1) script msrepl_commands cleanup proc and save original sp code
sp_helptext sp_MSdelete_publisherdb_trans
2) change from CREATE to ALTER
ALTER PROCEDURE sp_MSdelete_publisherdb_trans
3) change all 3 locations from 2000 to 100000 rows
DELETE TOP(2000) MSrepl_commands . . .
4) script msrepl_transaction cleanup proc and save original sp code
sp_helptext sp_MSdelete_dodelete
5) change from CREATE to ALTER
ALTER PROCEDURE sp_MSdelete_dodelete
6) change both locations from 5000 to 100000 rows
delete TOP(5000) MSrepl_transactions . . .

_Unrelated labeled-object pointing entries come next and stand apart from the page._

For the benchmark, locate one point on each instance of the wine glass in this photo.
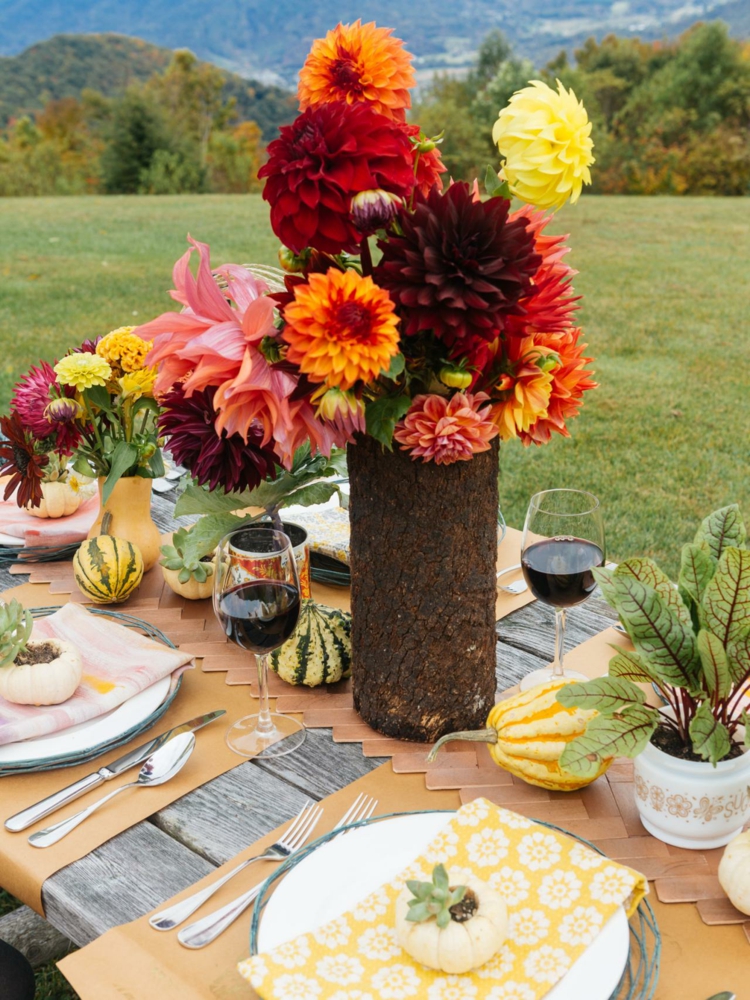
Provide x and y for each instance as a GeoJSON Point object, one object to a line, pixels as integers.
{"type": "Point", "coordinates": [563, 542]}
{"type": "Point", "coordinates": [257, 602]}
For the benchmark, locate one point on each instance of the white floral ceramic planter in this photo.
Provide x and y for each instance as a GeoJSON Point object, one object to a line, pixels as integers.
{"type": "Point", "coordinates": [692, 804]}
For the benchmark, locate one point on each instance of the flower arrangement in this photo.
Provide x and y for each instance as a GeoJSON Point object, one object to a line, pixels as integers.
{"type": "Point", "coordinates": [412, 308]}
{"type": "Point", "coordinates": [692, 644]}
{"type": "Point", "coordinates": [90, 415]}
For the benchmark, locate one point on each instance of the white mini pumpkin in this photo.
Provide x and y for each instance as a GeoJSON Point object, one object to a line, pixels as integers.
{"type": "Point", "coordinates": [58, 500]}
{"type": "Point", "coordinates": [734, 872]}
{"type": "Point", "coordinates": [452, 937]}
{"type": "Point", "coordinates": [50, 683]}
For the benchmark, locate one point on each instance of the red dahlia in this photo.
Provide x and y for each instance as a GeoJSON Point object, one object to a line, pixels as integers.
{"type": "Point", "coordinates": [214, 459]}
{"type": "Point", "coordinates": [325, 157]}
{"type": "Point", "coordinates": [458, 267]}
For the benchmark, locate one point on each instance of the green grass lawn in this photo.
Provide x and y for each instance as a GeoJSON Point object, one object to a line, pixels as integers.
{"type": "Point", "coordinates": [667, 300]}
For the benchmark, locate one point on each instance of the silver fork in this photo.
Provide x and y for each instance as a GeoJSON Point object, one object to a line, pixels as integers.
{"type": "Point", "coordinates": [207, 929]}
{"type": "Point", "coordinates": [301, 827]}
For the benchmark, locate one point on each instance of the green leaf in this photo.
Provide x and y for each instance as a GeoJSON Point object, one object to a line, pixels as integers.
{"type": "Point", "coordinates": [715, 665]}
{"type": "Point", "coordinates": [98, 396]}
{"type": "Point", "coordinates": [382, 415]}
{"type": "Point", "coordinates": [725, 608]}
{"type": "Point", "coordinates": [720, 530]}
{"type": "Point", "coordinates": [398, 363]}
{"type": "Point", "coordinates": [709, 736]}
{"type": "Point", "coordinates": [603, 694]}
{"type": "Point", "coordinates": [648, 572]}
{"type": "Point", "coordinates": [696, 569]}
{"type": "Point", "coordinates": [622, 735]}
{"type": "Point", "coordinates": [632, 667]}
{"type": "Point", "coordinates": [657, 633]}
{"type": "Point", "coordinates": [124, 457]}
{"type": "Point", "coordinates": [738, 654]}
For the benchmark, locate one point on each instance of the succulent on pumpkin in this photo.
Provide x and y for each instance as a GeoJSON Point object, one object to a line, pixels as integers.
{"type": "Point", "coordinates": [15, 630]}
{"type": "Point", "coordinates": [434, 899]}
{"type": "Point", "coordinates": [185, 558]}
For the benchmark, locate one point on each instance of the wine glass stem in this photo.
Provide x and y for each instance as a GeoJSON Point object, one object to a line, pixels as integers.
{"type": "Point", "coordinates": [558, 669]}
{"type": "Point", "coordinates": [265, 722]}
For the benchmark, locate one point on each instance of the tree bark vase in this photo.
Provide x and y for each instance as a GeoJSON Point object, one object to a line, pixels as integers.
{"type": "Point", "coordinates": [423, 562]}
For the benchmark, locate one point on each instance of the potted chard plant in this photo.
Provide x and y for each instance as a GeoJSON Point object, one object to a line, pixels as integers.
{"type": "Point", "coordinates": [692, 648]}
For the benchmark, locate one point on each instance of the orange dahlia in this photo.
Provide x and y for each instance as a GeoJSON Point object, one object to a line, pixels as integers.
{"type": "Point", "coordinates": [444, 431]}
{"type": "Point", "coordinates": [525, 388]}
{"type": "Point", "coordinates": [570, 379]}
{"type": "Point", "coordinates": [358, 62]}
{"type": "Point", "coordinates": [341, 328]}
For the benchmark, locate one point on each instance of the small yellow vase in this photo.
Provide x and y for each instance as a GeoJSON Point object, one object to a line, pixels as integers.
{"type": "Point", "coordinates": [130, 507]}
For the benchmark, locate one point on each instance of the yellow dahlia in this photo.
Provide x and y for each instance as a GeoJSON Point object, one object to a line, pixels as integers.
{"type": "Point", "coordinates": [124, 350]}
{"type": "Point", "coordinates": [341, 328]}
{"type": "Point", "coordinates": [358, 62]}
{"type": "Point", "coordinates": [82, 371]}
{"type": "Point", "coordinates": [545, 138]}
{"type": "Point", "coordinates": [137, 384]}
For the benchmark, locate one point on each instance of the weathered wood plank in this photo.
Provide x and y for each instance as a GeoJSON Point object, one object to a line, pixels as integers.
{"type": "Point", "coordinates": [119, 881]}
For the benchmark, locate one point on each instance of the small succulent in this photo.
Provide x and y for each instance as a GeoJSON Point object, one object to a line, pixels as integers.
{"type": "Point", "coordinates": [15, 631]}
{"type": "Point", "coordinates": [185, 557]}
{"type": "Point", "coordinates": [434, 899]}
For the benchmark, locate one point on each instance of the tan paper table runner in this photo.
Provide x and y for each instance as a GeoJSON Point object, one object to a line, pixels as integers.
{"type": "Point", "coordinates": [25, 868]}
{"type": "Point", "coordinates": [137, 962]}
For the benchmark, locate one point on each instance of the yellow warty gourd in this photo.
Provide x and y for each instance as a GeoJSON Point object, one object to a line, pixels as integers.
{"type": "Point", "coordinates": [527, 735]}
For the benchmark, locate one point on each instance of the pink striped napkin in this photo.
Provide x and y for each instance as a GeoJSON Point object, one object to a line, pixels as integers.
{"type": "Point", "coordinates": [32, 530]}
{"type": "Point", "coordinates": [117, 663]}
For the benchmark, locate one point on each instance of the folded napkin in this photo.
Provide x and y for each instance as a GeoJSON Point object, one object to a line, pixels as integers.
{"type": "Point", "coordinates": [118, 662]}
{"type": "Point", "coordinates": [559, 894]}
{"type": "Point", "coordinates": [328, 531]}
{"type": "Point", "coordinates": [30, 530]}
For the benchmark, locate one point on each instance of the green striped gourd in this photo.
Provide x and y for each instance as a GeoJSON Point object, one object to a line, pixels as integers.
{"type": "Point", "coordinates": [107, 569]}
{"type": "Point", "coordinates": [320, 651]}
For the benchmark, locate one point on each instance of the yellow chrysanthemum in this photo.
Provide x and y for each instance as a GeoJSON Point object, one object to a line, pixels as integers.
{"type": "Point", "coordinates": [82, 371]}
{"type": "Point", "coordinates": [358, 62]}
{"type": "Point", "coordinates": [545, 137]}
{"type": "Point", "coordinates": [124, 350]}
{"type": "Point", "coordinates": [137, 384]}
{"type": "Point", "coordinates": [341, 328]}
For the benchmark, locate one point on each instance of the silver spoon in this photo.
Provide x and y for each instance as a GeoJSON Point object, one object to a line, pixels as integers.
{"type": "Point", "coordinates": [158, 769]}
{"type": "Point", "coordinates": [517, 587]}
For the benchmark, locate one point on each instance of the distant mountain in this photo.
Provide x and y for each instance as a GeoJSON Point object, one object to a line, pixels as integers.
{"type": "Point", "coordinates": [268, 40]}
{"type": "Point", "coordinates": [67, 64]}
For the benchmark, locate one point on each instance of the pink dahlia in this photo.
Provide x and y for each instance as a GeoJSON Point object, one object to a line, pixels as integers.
{"type": "Point", "coordinates": [32, 396]}
{"type": "Point", "coordinates": [447, 430]}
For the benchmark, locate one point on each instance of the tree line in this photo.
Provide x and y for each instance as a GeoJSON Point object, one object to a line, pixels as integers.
{"type": "Point", "coordinates": [668, 117]}
{"type": "Point", "coordinates": [175, 133]}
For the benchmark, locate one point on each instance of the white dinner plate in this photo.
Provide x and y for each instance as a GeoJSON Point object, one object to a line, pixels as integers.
{"type": "Point", "coordinates": [89, 735]}
{"type": "Point", "coordinates": [343, 871]}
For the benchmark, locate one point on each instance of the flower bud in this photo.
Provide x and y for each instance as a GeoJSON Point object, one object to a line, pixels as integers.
{"type": "Point", "coordinates": [63, 410]}
{"type": "Point", "coordinates": [293, 263]}
{"type": "Point", "coordinates": [373, 210]}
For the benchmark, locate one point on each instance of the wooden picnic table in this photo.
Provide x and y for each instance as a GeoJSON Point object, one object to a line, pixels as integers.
{"type": "Point", "coordinates": [152, 861]}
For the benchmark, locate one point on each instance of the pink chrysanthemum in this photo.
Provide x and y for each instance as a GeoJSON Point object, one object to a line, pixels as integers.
{"type": "Point", "coordinates": [31, 397]}
{"type": "Point", "coordinates": [444, 431]}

7) Determine oldest day containing transactions
USE distribution GO SELECT T.[publisher_database_id], DATEPART(mm, [entry_time]) 'month', DATEPART(dd, [entry_time]) 'day', DATEPART(hh, [entry_time]) 'hour', COUNT(C.[xact_seqno]) 'count of commands' FROM [dbo].[MSrepl_transactions](nolock) T INNER JOIN [dbo].[MSrepl_commands](nolock) C ON T.[xact_seqno] = C.[xact_seqno] GROUP BY T.[publisher_database_id], DATEPART(mm, [entry_time]), DATEPART(dd, [entry_time]), DATEPART(hh, [entry_time]) ORDER BY 1, 2, 3, 4
8) Execute cleanup via SSMS or a TSQL job to delete JUST oldest day. (24 hours @ 5 days = 120), then continue to reduce the @max_distretention valued by a few hours for each run.
EXEC dbo.sp_MSdistribution_cleanup @min_distretention = 0, @max_distretention = 120
Example output: (4 hours to removed 340million rows)
Removed 3493 replicated transactions consisting of 343877158 statements in 15043 seconds (22859 rows/sec).